In Texas and across the nation, the holidays are often a time for travel. People will be visiting friends and family or simply taking a vacation with the time away from work or school. In some cases, they might use alcohol or other intoxicating substances. Every year, there are auto accidents and incidents related to drivers who are under the influence of alcohol or drugs, so it is somewhat understandable that legislators and law enforcement are concerned about safety.
To counteract the risk of driving while intoxicated, certain times of the year will mean increased enforcement. While this might be an effective strategy to make the roads safer, it will also lead to arrests. Simply because there was a campaign in place to stop drivers committing a DWI does not mean that the case will automatically result in a conviction. People who are charged with DWI or any traffic violation during the holidays should be aware of their rights and formulate a defense.
Thanksgiving will put more troopers on the road to enforce the law
During Thanksgiving and through the new year, law enforcement will be vigilant about drivers who might be under the influence or are committing other violations. As part of that endeavor, the Texas Highway Patrol will be out in force from the night before the holiday through the weekend. Along with watching for drivers who are behaving in ways consistent with being under the influence, troopers will also look for drivers who commit other violations and cite them for it. That includes failing to wear a seatbelt, driving at excessive speeds, ignoring the law requiring drivers to move over and slow down for emergency vehicles and more.
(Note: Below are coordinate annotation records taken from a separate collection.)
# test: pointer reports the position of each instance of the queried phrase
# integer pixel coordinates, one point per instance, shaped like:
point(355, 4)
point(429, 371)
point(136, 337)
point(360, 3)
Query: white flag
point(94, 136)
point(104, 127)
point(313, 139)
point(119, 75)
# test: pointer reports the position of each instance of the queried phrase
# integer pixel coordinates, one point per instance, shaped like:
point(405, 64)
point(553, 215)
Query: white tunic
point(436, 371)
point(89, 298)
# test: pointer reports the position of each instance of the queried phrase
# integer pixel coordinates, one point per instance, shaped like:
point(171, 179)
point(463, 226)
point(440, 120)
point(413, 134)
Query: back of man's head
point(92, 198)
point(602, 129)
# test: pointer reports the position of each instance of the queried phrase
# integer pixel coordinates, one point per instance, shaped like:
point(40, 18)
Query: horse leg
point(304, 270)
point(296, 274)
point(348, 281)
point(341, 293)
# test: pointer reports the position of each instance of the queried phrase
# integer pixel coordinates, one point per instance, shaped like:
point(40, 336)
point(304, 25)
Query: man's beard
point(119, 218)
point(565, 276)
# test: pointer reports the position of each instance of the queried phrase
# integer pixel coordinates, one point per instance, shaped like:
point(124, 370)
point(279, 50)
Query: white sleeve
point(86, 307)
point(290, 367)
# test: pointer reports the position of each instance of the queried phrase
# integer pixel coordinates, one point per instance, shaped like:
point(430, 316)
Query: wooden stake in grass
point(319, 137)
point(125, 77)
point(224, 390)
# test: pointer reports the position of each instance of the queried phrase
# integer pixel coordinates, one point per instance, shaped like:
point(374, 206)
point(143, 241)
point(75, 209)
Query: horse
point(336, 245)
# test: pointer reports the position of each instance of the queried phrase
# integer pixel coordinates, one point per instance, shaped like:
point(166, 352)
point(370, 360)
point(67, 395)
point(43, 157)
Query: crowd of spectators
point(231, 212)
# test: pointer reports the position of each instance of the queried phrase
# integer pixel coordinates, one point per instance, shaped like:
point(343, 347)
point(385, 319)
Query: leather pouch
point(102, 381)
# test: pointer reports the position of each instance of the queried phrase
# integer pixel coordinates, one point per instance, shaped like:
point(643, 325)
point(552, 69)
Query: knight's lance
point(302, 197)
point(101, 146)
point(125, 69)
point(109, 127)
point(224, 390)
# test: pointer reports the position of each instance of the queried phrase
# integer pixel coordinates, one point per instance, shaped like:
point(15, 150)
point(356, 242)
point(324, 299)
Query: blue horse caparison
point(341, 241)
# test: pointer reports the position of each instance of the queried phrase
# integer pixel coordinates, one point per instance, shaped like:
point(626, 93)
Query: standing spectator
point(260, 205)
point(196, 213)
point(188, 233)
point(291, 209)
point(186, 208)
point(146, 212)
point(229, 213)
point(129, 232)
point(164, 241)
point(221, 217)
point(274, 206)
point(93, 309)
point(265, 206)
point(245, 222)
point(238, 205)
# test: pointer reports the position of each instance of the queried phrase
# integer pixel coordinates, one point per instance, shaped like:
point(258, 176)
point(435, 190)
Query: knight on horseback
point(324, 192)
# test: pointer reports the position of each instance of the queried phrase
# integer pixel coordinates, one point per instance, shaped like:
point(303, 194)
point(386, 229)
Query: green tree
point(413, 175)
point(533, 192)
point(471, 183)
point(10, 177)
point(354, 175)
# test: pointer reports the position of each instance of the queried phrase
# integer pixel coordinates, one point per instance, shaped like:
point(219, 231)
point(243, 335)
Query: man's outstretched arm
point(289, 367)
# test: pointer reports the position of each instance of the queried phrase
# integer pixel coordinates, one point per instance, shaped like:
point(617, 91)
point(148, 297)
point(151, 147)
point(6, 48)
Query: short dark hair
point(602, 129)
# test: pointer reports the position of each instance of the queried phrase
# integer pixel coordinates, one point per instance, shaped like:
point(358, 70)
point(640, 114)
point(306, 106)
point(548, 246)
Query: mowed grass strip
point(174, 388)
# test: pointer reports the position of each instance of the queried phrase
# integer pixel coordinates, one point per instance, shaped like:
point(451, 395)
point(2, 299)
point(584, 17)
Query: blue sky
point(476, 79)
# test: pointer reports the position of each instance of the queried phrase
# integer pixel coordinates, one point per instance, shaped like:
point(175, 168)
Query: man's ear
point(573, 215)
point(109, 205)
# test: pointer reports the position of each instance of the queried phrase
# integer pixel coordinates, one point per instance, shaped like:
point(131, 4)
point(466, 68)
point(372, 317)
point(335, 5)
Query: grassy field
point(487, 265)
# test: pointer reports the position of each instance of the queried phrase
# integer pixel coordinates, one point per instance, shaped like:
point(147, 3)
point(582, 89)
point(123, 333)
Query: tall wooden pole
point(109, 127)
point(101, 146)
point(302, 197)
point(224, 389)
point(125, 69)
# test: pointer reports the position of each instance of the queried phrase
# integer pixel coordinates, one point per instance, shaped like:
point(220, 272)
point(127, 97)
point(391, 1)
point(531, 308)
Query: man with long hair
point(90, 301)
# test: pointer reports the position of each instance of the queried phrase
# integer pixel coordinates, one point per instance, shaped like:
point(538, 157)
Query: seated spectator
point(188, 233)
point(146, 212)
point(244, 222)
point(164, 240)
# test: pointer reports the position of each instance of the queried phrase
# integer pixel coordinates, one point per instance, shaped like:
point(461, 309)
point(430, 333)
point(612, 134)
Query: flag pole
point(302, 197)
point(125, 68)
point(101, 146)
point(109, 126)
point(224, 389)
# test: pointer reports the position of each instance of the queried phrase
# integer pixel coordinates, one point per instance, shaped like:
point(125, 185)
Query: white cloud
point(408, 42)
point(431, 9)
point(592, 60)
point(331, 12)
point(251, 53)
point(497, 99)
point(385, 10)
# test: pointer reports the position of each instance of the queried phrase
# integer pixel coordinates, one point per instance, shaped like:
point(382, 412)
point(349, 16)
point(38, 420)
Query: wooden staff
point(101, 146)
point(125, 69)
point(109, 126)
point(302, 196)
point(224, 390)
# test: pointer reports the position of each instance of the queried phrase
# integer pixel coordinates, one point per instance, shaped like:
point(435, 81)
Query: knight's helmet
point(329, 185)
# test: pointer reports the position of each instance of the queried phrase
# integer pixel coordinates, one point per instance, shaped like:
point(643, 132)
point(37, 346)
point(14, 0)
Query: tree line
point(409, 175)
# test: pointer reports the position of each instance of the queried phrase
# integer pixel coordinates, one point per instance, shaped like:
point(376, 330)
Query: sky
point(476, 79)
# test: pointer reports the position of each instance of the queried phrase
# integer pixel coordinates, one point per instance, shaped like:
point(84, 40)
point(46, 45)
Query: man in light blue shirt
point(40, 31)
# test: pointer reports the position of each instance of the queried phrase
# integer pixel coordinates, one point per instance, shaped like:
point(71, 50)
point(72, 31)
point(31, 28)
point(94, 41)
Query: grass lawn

There is generally a major uptick in the number of arrests and citations given during these initiatives. In 2020, nearly 37,000 people were either cited or warned. Almost 5,300 were for speeding; 752 did not have insurance; more than 500 were not wearing a seatbelt; and 245 flouted the Move Over, Slow Down law. There were also nearly 400 people arrested for felonies; more than 200 DWIs; and 120 fugitives were found.
There can be serious penalties for DWI
It is imperative to understand how DWI is adjudicated. Drivers who have a blood alcohol concentration of 0.08% or above will be arrested and face DWI charges. The penalties vary depending on the number of times a driver has been convicted. If it is a first offense, there can be up to six months in jail with a minimum of three days; a fine of up to $2,000; and a driver license suspension for as long as one year. A second offense will result in a fine of as much as $4,000; a month to a year in jail; and up to a two-year driver license suspension. A third offense will result in a $10,000 fine; two to 10 years in jail; and up to a two-year driver license suspension. Other infractions such as DWI with a child passenger or driving with an open container of alcohol will warrant other penalties.
To address DWI charges, having legal guidance is a wise step
Since society is slowly returning to relative normalcy after the challenges that started in early 2020, there are likely to be more people out and about. Families will be traveling and teens and college students will also be home and on the road. The circumstances of any investigation and the arrest can be called into question as part of a criminal defense. If, for example, there was no justification for the traffic stop, the Breathalyzer test was inaccurate or the driver had a viable reason for appearing to be under the influence but was not, it can help with the case. A conviction can have long-term ramifications personally, financially and professionally. It is best to try and find workable solutions to avoid the consequences whether that is an acquittal, a treatment program or finding another way to reach a positive result.